/dedup-images

Some python to deduplicate some home pics

Primary LanguagePython

dedup-images

Some python to deduplicate some home pics

Dedup process

  • hash uniq images + videos
  • duplicate heic and jpg -- go through ~/Desktop/hash-all.txt list, match on IMG_XXXX.ext -- if ext includes both heic and jpg, drop jpg

Dedup files based off md5 hash

python3 ./hash.py ~/Downloads/NZ-AU\ Adam\ Photos\ All\ Original ~/Downloads/December\ 2019\ NZ_AUS\ Trip\ (Cris\ Phone\ Pics) ~/Downloads/Dec\ 2019\ NZ_AU\ Trip\ Album ~/Downloads/Auckland\ NZ\ Pics > ~/Desktop/hash-all.txt

(skipping) Dedupe duplicate heic and jpg images based off IMG_XXXX id

python3 ./heic_dedup_hash.py ~/Desktop/hash-all.txt > ~/Desktop/final-copy.txt

copy deduped images to new directory

python3 ./copy_files.py ~/Desktop/final-copy.txt

copy abnormal file names

grep EFFECTS ~/Desktop/hash-all.txt | xargs -I{} cp -f {} ~/Downloads/union

Media

Aug 8, 2022 update

  • I was able to correclty map each live motion with live photo, and dedup the non live photos via md5 finger prints.
  • Google Photos does not have an open API for uploading live photos :( So best i can do is save stills for now (without video), in the chance Google Photos adds live photo upload in the future.
  • Overall, this adds 734 missing still photos + actual non-live motion videos.
  • ./file_exiftool.py collects the required exif tags into a json file
  • ./metadata_uuid_match.py looks at that exif tags json file and quickly dedupes on the exif tags or fingerprints.
  • this seemingly is the right solution as the resulting media is indeed missing from Google Photos.
  • upon uploading, the media should sync to the correct date/time, and I can re-create the album to share.
  • final-dedup-missing-media-with-live-motion.zip has the media generated from this codebase, of which has been deduped from both local and originally uploaded "leftovers" content, but live motion videos was preserved in this zip file.

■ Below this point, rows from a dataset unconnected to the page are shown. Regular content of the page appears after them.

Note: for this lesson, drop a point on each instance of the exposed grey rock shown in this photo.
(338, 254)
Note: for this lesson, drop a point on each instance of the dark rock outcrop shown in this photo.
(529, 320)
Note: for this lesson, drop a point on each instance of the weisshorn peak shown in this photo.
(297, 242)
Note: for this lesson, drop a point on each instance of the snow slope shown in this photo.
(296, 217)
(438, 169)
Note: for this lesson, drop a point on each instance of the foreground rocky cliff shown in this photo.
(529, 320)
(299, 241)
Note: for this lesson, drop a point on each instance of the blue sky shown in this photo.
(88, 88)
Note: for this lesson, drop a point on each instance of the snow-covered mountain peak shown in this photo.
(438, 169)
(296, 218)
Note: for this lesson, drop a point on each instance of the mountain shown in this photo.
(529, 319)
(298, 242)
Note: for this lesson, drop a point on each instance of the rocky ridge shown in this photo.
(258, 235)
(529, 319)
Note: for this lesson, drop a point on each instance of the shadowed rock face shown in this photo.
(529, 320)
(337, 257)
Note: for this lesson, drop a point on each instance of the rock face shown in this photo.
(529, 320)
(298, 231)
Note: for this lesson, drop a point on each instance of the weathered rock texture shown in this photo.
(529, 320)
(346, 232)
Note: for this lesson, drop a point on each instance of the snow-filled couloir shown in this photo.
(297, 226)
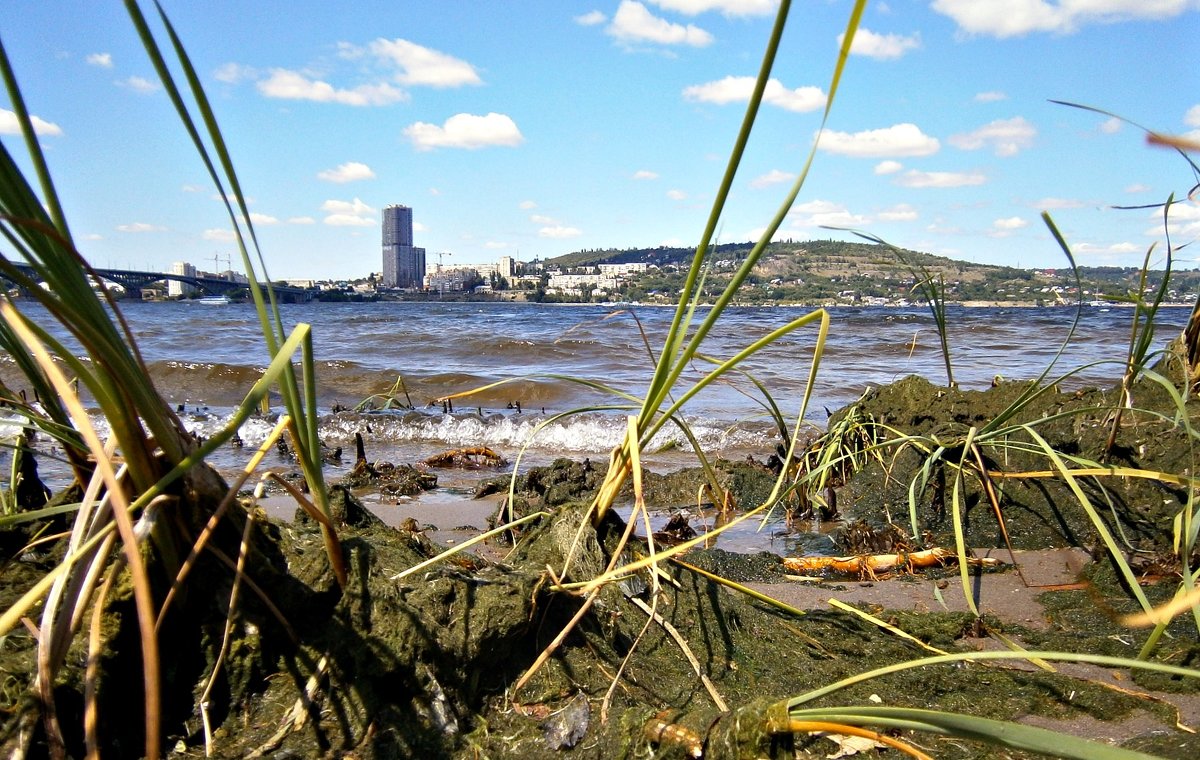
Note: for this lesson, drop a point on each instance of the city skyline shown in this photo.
(403, 264)
(942, 138)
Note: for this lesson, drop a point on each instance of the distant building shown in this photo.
(174, 287)
(403, 265)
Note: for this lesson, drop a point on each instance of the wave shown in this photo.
(585, 434)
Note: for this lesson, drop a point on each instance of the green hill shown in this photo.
(835, 271)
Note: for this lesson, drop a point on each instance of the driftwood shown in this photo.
(868, 566)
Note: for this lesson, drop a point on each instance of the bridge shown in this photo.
(133, 281)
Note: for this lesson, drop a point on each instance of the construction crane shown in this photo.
(216, 263)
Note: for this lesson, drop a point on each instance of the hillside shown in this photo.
(831, 270)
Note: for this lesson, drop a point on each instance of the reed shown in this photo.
(147, 491)
(149, 477)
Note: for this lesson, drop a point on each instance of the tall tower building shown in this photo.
(403, 265)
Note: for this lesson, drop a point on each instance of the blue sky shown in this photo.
(539, 127)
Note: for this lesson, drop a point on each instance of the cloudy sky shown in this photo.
(539, 127)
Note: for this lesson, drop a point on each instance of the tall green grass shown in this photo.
(133, 478)
(149, 478)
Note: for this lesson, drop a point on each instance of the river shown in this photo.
(204, 358)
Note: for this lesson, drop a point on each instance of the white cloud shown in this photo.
(634, 23)
(1021, 17)
(348, 214)
(233, 73)
(346, 220)
(913, 178)
(1006, 137)
(425, 66)
(1053, 204)
(141, 85)
(738, 90)
(1012, 222)
(900, 139)
(729, 7)
(825, 214)
(348, 172)
(881, 47)
(1091, 249)
(899, 213)
(466, 131)
(775, 177)
(593, 18)
(559, 232)
(287, 84)
(221, 234)
(138, 227)
(9, 125)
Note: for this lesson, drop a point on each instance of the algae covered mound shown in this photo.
(1039, 507)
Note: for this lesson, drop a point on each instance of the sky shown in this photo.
(538, 127)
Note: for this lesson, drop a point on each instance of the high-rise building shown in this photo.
(403, 265)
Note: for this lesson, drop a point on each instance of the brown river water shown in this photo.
(204, 358)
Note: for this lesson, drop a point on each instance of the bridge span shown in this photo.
(133, 281)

Live motion videos were stripped from today (8/8/22) upload since Google does not allow uploading merged live motions, only the iOS Google photos app allows that. Note, live motion videos were not uploaded. To get live motion photos and non-motion video media, just use ./file_exiftool.py and ./metadata_uuid_match.py tool again on the final_datetime_name_excluded_merge_stills set.